Pelo longo corredor escuro, vemos a atriz, grande dama da representação que este ano cumpre 80 anos de carreira, a caminhar em direção à luz, à cozinha, ao coração da casa. E também a veremos a ser maquilhada, o rosto reconhecível de sempre, um pergaminho de emoções. Ou ainda atenta aos afetos de proximidade dos bichos de quatro patas que por ali andam. Ou a entrar em palco como se entrasse no que sempre foi seu.

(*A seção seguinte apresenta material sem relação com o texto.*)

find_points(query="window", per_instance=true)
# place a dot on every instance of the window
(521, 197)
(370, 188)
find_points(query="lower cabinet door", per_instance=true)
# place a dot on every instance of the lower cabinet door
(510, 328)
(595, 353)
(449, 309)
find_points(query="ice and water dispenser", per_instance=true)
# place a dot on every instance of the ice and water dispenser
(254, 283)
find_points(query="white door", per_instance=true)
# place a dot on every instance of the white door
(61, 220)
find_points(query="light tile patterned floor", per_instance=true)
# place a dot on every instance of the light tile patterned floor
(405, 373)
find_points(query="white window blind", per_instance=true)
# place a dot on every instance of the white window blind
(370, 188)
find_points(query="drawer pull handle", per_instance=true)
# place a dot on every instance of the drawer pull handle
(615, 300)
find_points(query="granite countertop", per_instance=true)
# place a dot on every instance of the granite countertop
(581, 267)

É neste registo intimista que o realizador Tiago Durão filmou aquilo a que chama o “não documentário” Eunice ou Carta a uma Jovem Atriz – um filme biográfico que dispensa poses grandiosas, escolhendo antes os momentos quotidianos, os planos invisíveis, os tempos em família, as recordações de Eunice Muñoz, os momentos partilhados entre avó e neta, atrizes com genealogia comum que vivem juntas na mesma casa de Paço de Arcos há cerca de dez anos. E que, ao longo dos últimos meses, têm igualmente partilhado o palco na peça itinerante A Margem do Tempo, um texto de Franz Xaver Kroetz encenado por Sérgio Moura Afonso, que celebra a carreira ímpar, invulgarmente longa e consensualmente elogiada de Eunice Muñoz.

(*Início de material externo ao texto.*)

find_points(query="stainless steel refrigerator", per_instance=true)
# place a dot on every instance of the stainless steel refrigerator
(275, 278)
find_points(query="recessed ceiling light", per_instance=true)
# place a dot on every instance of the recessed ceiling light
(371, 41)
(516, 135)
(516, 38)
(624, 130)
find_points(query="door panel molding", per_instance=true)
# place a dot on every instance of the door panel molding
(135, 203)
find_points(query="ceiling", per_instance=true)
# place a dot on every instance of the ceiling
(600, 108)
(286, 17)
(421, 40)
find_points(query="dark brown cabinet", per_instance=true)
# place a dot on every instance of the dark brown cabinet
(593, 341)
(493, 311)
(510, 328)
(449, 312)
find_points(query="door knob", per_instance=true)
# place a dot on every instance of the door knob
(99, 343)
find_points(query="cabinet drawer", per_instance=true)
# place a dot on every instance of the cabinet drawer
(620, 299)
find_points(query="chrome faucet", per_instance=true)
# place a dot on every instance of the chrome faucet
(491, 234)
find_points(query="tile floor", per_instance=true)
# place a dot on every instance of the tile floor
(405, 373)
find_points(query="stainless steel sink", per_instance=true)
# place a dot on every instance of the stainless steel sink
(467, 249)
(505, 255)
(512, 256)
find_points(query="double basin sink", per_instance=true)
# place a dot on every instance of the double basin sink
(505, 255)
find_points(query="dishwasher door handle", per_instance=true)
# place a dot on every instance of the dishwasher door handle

Após a antestreia de Eunice ou Carta a uma Jovem Atriz no cinema lisboeta São Jorge, em outubro passado, a obra foi exibida na secção Heart Beat do Festival Doc Lisboa, antes de chegar aos ecrãs de, pelo menos, 32 salas de cinema nacionais no início de novembro, tendo o alto patrocínio da Presidência da República no currículo, e os seus lucros de bilheteira doados à Casa do Artista.
À imprensa, Tiago Durão tem mencionado como referência e inspiração o documentário Sophia de Mello Breyner Andresen (1969) filmado por João César Monteiro (1939-2003), dedicado à poeta. Mas o realizador tem outra relação de proximidade com as figuras que filma, já que é igualmente o companheiro de Lídia Muñoz, e a vida real está bem presente durante os 47 minutos de Eunice ou Carta a uma Jovem Atriz: a câmara desliza pela esfera privada, pelas obras de artistas, fotografias de família, rituais da manhã, animais domésticos, gestos e palavras de carinho, pela relação de enorme proximidade entre avó e neta, pelas recordações ditas de viva voz. Como quando Eunice recorda também a sua avó, “uma atriz maravilhosa” que a deixava num pranto quando a via em palco.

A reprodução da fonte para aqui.